这一晚,欧阳楚楚醉了,晚上非要拉着白洛洛一起睡。
看着这个应该与她有着亲近血缘的表姐,白洛洛便只得由着她。
还好,她作了这个英明的决定,否则,在半夜三更时,一身凌厉气息的夙君白刚想要摸上床时,却看到了床边的两双鞋子。
然后,他朝床上朝了一眼,原本退下的寒意,一下子又冒了出来。
一转身,从窗户外跳了出来,对面一个暗影不动声色的飘出来:“主子,出了何事?”
“今日有谁过来了?”夙君白一脸不悦的道。
“主子稍等。
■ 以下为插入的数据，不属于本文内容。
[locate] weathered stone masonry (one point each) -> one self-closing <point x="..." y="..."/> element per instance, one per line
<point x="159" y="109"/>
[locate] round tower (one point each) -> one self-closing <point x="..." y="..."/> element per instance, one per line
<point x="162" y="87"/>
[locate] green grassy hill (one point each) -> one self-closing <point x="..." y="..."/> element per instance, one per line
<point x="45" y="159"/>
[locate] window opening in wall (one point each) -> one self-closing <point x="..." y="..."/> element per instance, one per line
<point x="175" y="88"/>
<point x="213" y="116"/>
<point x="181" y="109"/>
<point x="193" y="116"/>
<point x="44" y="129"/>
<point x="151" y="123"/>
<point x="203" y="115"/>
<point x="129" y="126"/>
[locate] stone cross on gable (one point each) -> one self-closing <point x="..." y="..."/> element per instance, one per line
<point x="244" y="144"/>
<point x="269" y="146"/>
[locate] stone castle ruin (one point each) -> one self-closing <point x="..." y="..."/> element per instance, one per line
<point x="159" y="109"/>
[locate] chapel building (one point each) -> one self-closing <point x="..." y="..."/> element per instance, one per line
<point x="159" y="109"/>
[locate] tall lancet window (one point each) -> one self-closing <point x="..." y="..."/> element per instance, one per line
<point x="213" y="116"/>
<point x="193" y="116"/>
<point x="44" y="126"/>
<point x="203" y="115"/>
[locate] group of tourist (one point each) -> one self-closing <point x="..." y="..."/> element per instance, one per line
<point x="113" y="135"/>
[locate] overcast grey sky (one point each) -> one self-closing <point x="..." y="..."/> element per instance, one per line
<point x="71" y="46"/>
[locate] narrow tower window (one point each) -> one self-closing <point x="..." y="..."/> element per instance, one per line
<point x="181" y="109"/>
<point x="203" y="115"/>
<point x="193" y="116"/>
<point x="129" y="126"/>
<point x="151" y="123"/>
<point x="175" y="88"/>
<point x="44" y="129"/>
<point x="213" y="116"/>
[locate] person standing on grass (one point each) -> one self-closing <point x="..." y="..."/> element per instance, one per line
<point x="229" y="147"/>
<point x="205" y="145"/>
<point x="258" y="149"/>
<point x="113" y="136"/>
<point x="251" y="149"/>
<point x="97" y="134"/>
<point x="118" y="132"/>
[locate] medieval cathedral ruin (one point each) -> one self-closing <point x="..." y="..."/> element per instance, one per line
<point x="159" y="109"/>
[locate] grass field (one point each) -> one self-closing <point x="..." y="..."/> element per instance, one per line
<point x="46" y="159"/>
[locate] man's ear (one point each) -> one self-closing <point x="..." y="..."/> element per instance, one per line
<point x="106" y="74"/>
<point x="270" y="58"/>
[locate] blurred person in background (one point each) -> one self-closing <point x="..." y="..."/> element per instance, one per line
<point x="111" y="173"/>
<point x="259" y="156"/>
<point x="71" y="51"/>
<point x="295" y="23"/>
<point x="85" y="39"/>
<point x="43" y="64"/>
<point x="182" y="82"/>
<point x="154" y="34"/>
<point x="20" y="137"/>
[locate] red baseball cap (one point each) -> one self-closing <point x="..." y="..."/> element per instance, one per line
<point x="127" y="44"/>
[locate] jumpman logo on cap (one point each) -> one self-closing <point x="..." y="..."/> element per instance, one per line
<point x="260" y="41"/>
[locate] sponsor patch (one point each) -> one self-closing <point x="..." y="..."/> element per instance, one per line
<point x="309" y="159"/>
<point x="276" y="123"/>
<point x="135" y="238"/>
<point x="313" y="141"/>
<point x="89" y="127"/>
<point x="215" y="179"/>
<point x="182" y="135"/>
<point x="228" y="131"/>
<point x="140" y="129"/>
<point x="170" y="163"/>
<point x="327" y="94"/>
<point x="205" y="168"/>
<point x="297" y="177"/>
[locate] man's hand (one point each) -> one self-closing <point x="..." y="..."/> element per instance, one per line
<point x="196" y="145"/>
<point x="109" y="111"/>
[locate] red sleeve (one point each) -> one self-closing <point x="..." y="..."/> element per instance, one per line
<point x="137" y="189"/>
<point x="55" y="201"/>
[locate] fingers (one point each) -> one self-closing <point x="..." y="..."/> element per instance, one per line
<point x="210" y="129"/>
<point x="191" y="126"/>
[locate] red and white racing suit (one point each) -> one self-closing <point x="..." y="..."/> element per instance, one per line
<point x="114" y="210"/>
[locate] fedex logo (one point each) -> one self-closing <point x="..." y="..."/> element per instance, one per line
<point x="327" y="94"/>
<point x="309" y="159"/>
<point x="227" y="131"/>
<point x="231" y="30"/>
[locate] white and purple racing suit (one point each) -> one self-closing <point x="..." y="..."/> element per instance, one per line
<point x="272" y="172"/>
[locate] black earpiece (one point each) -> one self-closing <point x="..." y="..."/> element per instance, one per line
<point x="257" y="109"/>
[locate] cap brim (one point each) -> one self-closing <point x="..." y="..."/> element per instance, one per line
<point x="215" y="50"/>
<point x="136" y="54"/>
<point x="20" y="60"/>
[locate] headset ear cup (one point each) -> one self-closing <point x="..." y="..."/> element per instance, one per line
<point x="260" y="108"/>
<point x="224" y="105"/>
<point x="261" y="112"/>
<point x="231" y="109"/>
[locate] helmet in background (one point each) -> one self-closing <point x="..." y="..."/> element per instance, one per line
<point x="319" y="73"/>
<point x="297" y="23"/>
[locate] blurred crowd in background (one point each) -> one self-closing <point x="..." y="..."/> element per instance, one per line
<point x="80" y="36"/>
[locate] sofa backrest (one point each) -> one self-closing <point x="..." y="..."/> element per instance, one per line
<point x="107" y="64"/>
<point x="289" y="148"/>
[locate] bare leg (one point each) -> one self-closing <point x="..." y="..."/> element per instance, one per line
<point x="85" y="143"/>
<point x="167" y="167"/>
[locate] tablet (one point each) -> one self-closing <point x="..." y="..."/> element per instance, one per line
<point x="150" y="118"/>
”那人留下一句离开,很快又飘了回来:“回主子,是书院里的欧阳姑娘,还有孙长策和郑明青三人。”
“他们来干嘛?”夙君白更加的不悦。
他不过是出门两天,一回来,自家媳妇竟然抱着别人睡着了。
虽然这个人是个女子,但他也十分不快。
“是幕司北去请来的,还不知是何事?属下现在便去查……”
那人又欲离开,却被夙君白挥了挥手:“算了,你下去吧。”
无声的叹了口气,夙君白一脸委屈的看了看睡了里侧的白洛洛,转身离开了。
那模样,就如一只被主人抛弃的小狗狗一样,真上太可怜了。
算了,他还是走吧,本来他也只是趁机回来看她一眼。
本想将哪怕一两个时辰,抱一抱她也好,眼下却是没有机会了。
第二天,白洛洛一觉睡到自然醒。
身边的欧阳楚楚还睡得正香,她悄悄的爬起来,吩咐人不要打搅楚楚睡觉。
然后先去给柳三生这个师傅请安,然后又和幕司北这个即是师兄,又是舅舅的人一起吃了早饭。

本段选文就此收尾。